7.8. イニシエーターが iSCSI ターゲットに接続されていることの確認

iSCSI ゲートウェイをインストールし、iSCSI ターゲットとイニシエーターを設定したら、イニシエーターが iSCSI ターゲットに正しく接続されていることを確認します。

前提条件

  • Ceph iSCSI ゲートウェイソフトウェアのインストール。
  • iSCSI ターゲットを設定していました。
  • iSCSI イニシエーターを設定していました。

手順

  1. iSCSI ゲートウェイのコマンドラインインターフェースを起動します。

    [root@iscsigw ~]# gwcli
  2. イニシエーターが iSCSI ターゲットを接続していることを確認します。

    /> goto hosts
    /iscsi-target...csi-igw/hosts> ls
    o- hosts .............................. [Hosts: 1: Auth: None]
      o- iqn.1994-05.com.redhat:rh7-client  [LOGGED-IN, Auth: None, Disks: 0(0.00Y)]

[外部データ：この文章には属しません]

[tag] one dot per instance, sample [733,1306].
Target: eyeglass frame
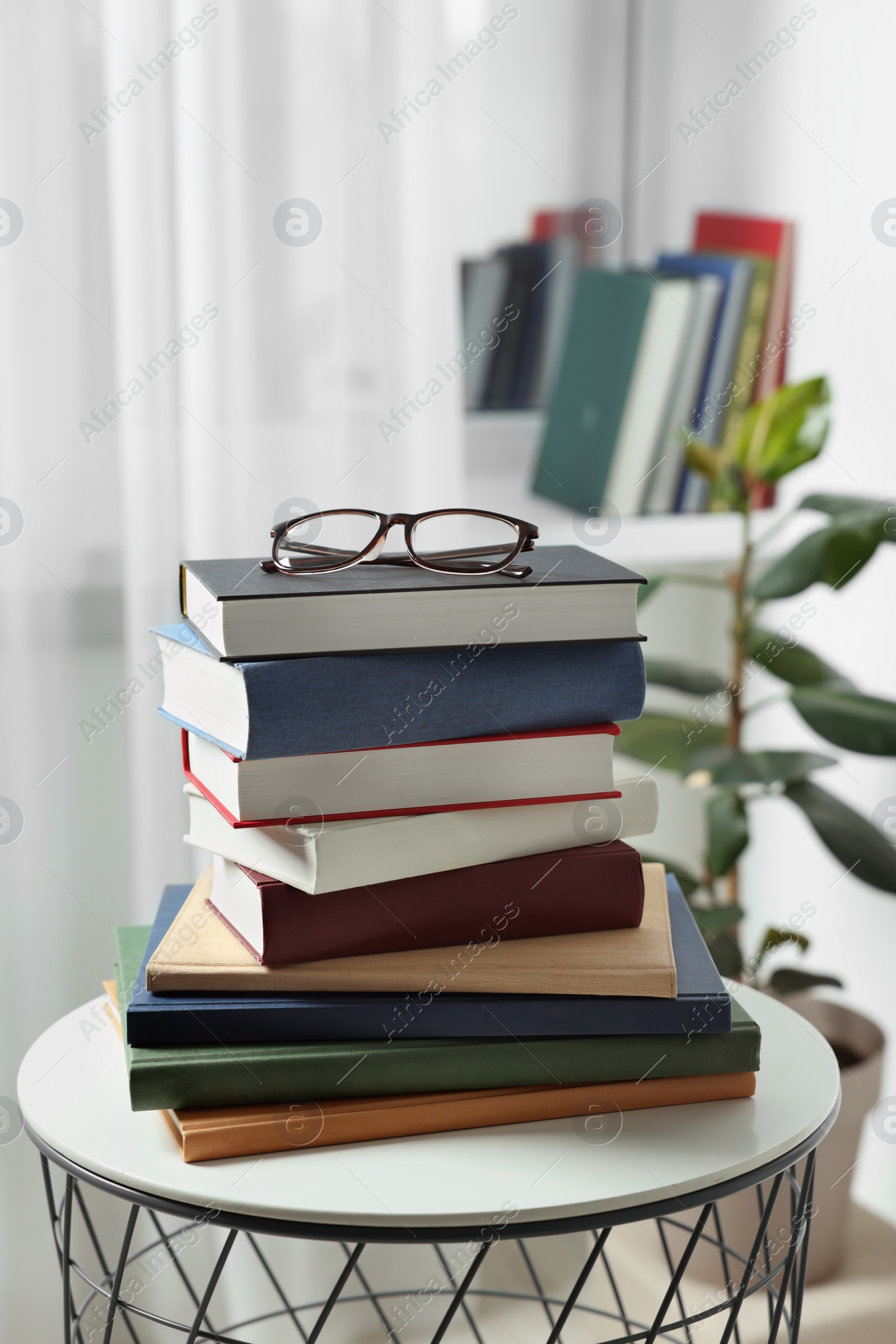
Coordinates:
[527,536]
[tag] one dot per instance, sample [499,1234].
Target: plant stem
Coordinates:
[738,582]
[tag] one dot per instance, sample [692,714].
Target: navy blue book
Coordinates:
[182,1019]
[348,702]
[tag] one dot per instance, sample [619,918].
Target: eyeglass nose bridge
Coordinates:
[390,522]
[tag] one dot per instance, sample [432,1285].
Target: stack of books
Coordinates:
[421,913]
[631,362]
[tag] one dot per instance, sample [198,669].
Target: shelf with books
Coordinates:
[501,456]
[625,366]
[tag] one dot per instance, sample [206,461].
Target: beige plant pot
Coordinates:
[859,1045]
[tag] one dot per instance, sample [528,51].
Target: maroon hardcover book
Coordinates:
[573,891]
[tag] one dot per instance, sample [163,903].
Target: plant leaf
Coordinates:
[723,765]
[715,920]
[859,844]
[683,678]
[781,938]
[726,954]
[790,662]
[687,881]
[789,765]
[836,504]
[857,511]
[665,741]
[785,430]
[850,719]
[730,765]
[832,555]
[727,831]
[787,980]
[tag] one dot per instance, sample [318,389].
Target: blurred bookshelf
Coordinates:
[501,457]
[632,363]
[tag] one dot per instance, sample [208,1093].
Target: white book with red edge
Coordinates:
[557,765]
[334,855]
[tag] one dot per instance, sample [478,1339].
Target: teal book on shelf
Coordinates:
[593,382]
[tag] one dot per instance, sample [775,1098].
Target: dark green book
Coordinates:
[591,386]
[186,1077]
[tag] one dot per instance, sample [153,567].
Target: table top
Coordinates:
[73,1092]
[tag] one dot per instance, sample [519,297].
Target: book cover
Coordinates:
[582,890]
[615,961]
[591,388]
[702,1003]
[245,612]
[564,765]
[355,701]
[246,1131]
[190,1077]
[334,855]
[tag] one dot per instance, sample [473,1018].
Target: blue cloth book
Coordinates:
[182,1019]
[362,701]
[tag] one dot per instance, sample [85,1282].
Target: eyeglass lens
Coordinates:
[321,541]
[465,541]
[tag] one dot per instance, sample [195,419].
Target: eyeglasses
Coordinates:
[448,541]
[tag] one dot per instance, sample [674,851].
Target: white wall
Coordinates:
[812,140]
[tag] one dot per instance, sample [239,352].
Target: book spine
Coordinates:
[169,1080]
[318,1127]
[316,705]
[577,891]
[745,374]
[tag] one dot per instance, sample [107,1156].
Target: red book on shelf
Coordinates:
[580,890]
[770,238]
[715,231]
[555,765]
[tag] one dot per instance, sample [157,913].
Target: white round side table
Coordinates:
[476,1187]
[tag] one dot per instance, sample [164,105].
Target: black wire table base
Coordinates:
[776,1267]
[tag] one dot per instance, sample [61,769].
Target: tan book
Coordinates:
[200,954]
[245,1131]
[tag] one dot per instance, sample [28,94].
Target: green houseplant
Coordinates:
[778,436]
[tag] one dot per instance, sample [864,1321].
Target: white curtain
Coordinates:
[148,187]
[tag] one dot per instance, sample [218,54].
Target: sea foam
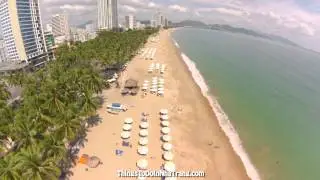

    接続されている場合は、イニシエーターのステータスは LOGGED-IN になります。

  3. LUN が iSCSI ゲートウェイ全体で分散されていることを確認します。

    /> goto hosts
    /iscsi-target...csi-igw/hosts> ls
    o- hosts ................................. [Hosts: 2: Auth: None]
      o- iqn.2005-03.com.ceph:esx ............ [Auth: None, Disks: 4(310G)]
      | o- lun 0 ............................. [rbd.disk_1(100G), Owner: ceph-gw-1]
      | o- lun 1 ............................. [rbd.disk_2(10G), Owner: ceph-gw-2]

    ディスクの作成時に、ディスクには、マッピングされている LUN が最も少ないゲートウェイに基づいて、iSCSI ゲートウェイが Owner として割り当てられます。この数字が分散されると、ゲートウェイはラウンドロビン割り当てに基づいて割り当てられます。現在、LUN のバランスは動的ではなく、ユーザーが選択できません。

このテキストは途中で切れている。